Marlin Jeffers (on the left) Chair of ISEA's Area Education Agency standing committee and President of Siouxland UniServ Unit is joined here with Steve Mullenberg, a School Psychologist with Northwest Area Education Agency. Steve works at West High School 2 1/2 days a week as part of his professional responsibilities.

As we returned to the office area to check out, I asked both our host Leslie Dake and Marlin Jeffers who joined us on our West High visit that I thought there was something "missing" here in the front foyer. They explained that the school mascot, a wolverine , had an "accident". The school is raising money to replace the mascot "Wooly".

Lunch today was at one of my all time favorite stops in Iowa here at Green Gables in Sioux City. I always have to have a cup of their matzo ball soup and a hot fudge sundae. Yum, all was just as delicious as always!

Joining us for lunch at Green Gables was Siouxland UniServ Unit Administrative Assistant, Lori Boyd. Lori is highly respected for her great work and well loved by members throughout all Siouxland UniServ Unit! Thanks for all you do on Team ISEA, Lori!

My afternoon took me to Whittier Elementary in the Sioux City Community School District. I had the chance to read to a number of classrooms this afternoon!

My first classroom visit took us in the room of 3rd grade teacher, Mrs. Larson. She is pictured with her homeroom (on the left).

Next two groups of 3rd grade joined together to hear the read aloud I shared. The two classrooms are pictured below with their teachers, Mr. Juelfs and Mr. Mason.

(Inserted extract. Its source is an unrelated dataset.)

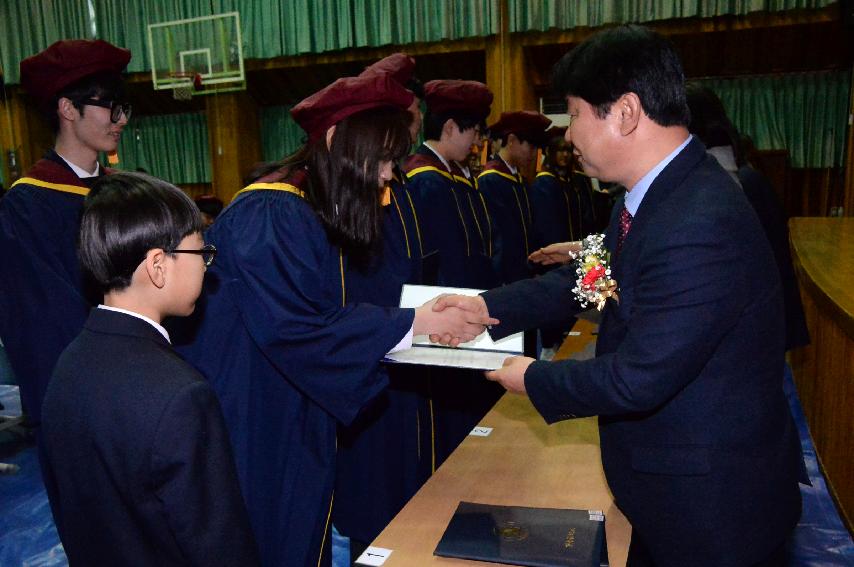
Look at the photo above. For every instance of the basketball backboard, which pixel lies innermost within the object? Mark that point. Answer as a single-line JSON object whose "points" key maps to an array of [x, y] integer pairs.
{"points": [[197, 55]]}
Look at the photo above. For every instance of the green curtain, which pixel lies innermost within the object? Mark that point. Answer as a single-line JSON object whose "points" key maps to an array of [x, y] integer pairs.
{"points": [[805, 113], [543, 15], [280, 135], [270, 28], [173, 147]]}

Nearing the end of the day our next visit took us into the room of Kindergarten teacher Mrs. Karrer. These were darling little kiddos that were so excited to help with the read aloud! Mrs. Karrer is pictured (on the right) with her homeroom.

The last classroom to visit before the end of the school day was in the Kindergarten classroom of long-time friend and great association activitist, Amy Snodgrass. Amy is pictured with her homeroom here on the left.

So when I feel a little tired at the end of my school visits, I think how I've had a pretty easy day compared to all the great educators I've visited throughout the day! You continue to do magic every day! Thanks for all you do every day for all Iowa's students!